While running machine learning tasks such as YOLO models (.pt and .rknn formats), I noticed that the CPU is heavily used, whereas the GPU and NPU are either idle or only minimally active (e.g., one NPU core occasionally shows ~2% usage).

I’m wondering:

  1. Do we need to manually install ARM Mali GPU drivers or any additional components to enable GPU acceleration?
  2. Are there official or recommended GPU/NPU drivers provided by Vicharak for optimal hardware utilization?
  3. Any specific configuration needed to make full use of the NPU/GPU for inference?

Would appreciate any guidance on improving performance for ML workloads.

Thank you!

Which Image are you using?

Is it Ubuntu 24.04 LTS, Kernel 6.1?

To utilize NPU, you need to run .rknn format models using rknn-toolkit2 if using c++ or you can use its python wrapper rknn-toolkit-lite2 for doing inference in python. The quick guide regarding using NPU on axon can be found here.

For utlizing GPU of axon, like any other arm based gpu, you would need to use libraries which can run neural networks on arm based gpu, maybe using opencl or other GPU programming frameworks. One repo providing opencl wrapper to run neural networks and ai on gpu using opencl that I could find is this.

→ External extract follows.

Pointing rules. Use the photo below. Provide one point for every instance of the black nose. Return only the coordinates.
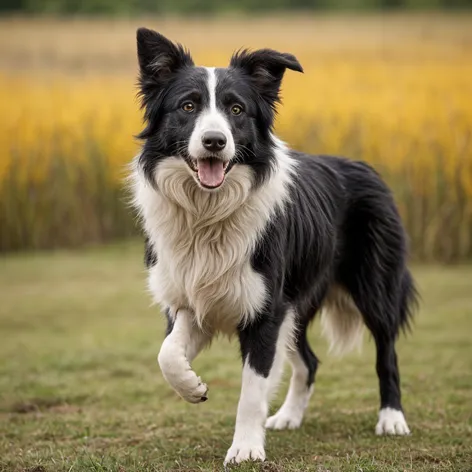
(214, 141)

Axon NPU has 3 cores, to utilize it to the full, you might need to process input in batches or run inference in 3 cores in 3 separate threads in multi-threaded way.

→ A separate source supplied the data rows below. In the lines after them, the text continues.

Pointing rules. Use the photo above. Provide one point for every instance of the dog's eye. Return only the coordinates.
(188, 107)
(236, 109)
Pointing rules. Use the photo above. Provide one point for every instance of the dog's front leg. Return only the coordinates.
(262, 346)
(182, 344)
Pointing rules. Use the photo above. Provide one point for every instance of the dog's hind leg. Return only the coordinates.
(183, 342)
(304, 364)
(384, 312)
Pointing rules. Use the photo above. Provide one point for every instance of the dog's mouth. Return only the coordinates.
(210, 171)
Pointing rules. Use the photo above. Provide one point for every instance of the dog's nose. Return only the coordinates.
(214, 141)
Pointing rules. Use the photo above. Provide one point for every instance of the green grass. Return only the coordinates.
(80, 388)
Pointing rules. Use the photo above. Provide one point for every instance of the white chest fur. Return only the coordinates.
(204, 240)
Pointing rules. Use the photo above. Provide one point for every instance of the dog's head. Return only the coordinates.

The drivers related to GPU should be already present in the latest os image for Axon.

1 Like

I would like to share a quick update and seek further clarification regarding GPU utilization during inference:

  • Initially, my system was running on Kernel 5.x, but after an update, it is now using Kernel 6.1 on Ubuntu 22.04.
  • I am running inference using models in .rknn format through rknn-toolkit-lite2. However, I’ve observed that during execution, the CPU usage spikes to 300–400%, while both the GPU and NPU show minimal or no usage.

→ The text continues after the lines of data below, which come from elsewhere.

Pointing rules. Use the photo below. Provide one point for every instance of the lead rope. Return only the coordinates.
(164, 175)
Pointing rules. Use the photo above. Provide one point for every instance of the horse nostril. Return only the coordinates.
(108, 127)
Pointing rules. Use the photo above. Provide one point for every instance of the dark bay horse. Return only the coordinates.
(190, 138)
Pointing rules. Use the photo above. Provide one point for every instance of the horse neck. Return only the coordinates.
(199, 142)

Given this, I wanted to ask:

Are there any additional GPU drivers or components that need to be installed manually to enable GPU acceleration on this setup?

The .rknn model can’t be run on gpu using any framework or library. For running models on gpu, you need to get gpu supported libraries or frameworks and required format model files. the driver for gpu is already installed, just need program to use that gpu.
the .rknn models being used with rknn-toolkit-lite2 uses NPU for operators which are supported on NPU (which are mostly compute heavy like convolution, matrix multiplication or similar) and others light weight and memory copying operations are performed with the help of cpu. CPU usage might be spiking if model is small and pre-processing and post-processing step is significant as compared to rknn_lite inference. If models are light weight those might not be able to use NPU completely and get inference done quickly. Also rknn-toolkit-lite2 will use the core of NPU that you mention while initialising runtime using RKNNLite.init_runtime(). try running multiple inferences in a loop and comparing speed of rknn model with other format for same model to run on cpu to check the difference.

1 Like